In June 2008, after a decade of dementia, our father passed away, and Conway’s downward spiral accelerated. He began driving his pickup truck and riding a motorcycle again, without a license or insurance. On the way to our father’s funeral, he was stopped for going thirty miles per hour over the speed limit with an open bottle of Kahlúa in the car. Later that year, the day after Christmas, he got a DUI. Pre-accident Conway hadn’t been a heavy drinker. But over the next several months, Conway drank ferociously and drove recklessly. One night, he came home bloody and belligerent at 2 a.m., his pickup truck abandoned in a nearby field with a broken windshield—events he never could explain. A year after the funeral, almost to the day, Conway was on his way to Dale’s with a canister full of acid.
* * *
No one questioned that Conway decided to load battery acid into his truck and drive to Dale’s. In this strict sense, Conway alone was responsible for his actions. But what ultimately caused him to act was a more complicated question, and I found the answer depended on where I decided to look. Was the most recent brain injury responsible? Or did this one compound the effects of the previous brain injury suffered two decades earlier, tipping him over the edge into criminal behavior? Did the neurological toll of a lifetime of epilepsy figure in? What about the circumstances that caused him to appear disabled at birth? Were there any genetic factors? Could you make a case that the lack of support beyond three months in hospital rehab caused the crime? That he wouldn’t have done it if the financial crisis of 2008 hadn’t led to Caroline’s job loss and their foreclosure, stirring up Conway’s anger and sense of injustice? It seems futile to sort out these complexitie
s and determine the degree to which an individual is responsible for an action. And yet, this is exactly what the criminal justice system does when assigning blame.

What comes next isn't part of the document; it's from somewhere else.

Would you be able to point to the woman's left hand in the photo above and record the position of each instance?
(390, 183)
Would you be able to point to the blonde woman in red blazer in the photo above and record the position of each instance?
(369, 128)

“Blameworthiness should be removed from the legal argot,” writes neuroscientist David Eagleman, one of the most vocal proponents of what he calls a “biologically informed jurisprudence.” Instead of haggling over the degree of culpability, he continues, “we should focus on what to do, moving forward, with an accused lawbreaker.” A more humane legal system will “parlay biological understanding into customized rehabilitation, viewing criminal behavior the way we understand other medical conditions such as epilepsy, schizophrenia, and depression—conditions that now allow the seeking and giving of help.” By reimagining crime as a form of disease, he proposes “statistically based sentencing,” one day using brain scans to confine those most likely to reoffend and rehabilitate those most likely to change.
The neuroscience of crime has flourished in recent years. Some researchers have claimed that psychopaths’ brains have defects in what has been called the paralimbic system. Other researchers have claimed that reduced activation in areas of the prefrontal cortex and hypothalamus may contribute to pedophilia. Yet another team concluded that perpetrators of domestic violence had “higher activation in the anterior and posterior cingulate cortex and in the middle prefrontal cortex and a decreased activation in the superior prefrontal cortex.” Scientists have posited telltale neural signatures for “intent” and “recklessness.” As a graduate student, I felt emboldened by this knowledge and dismissive even of the law’s scientific ignorance.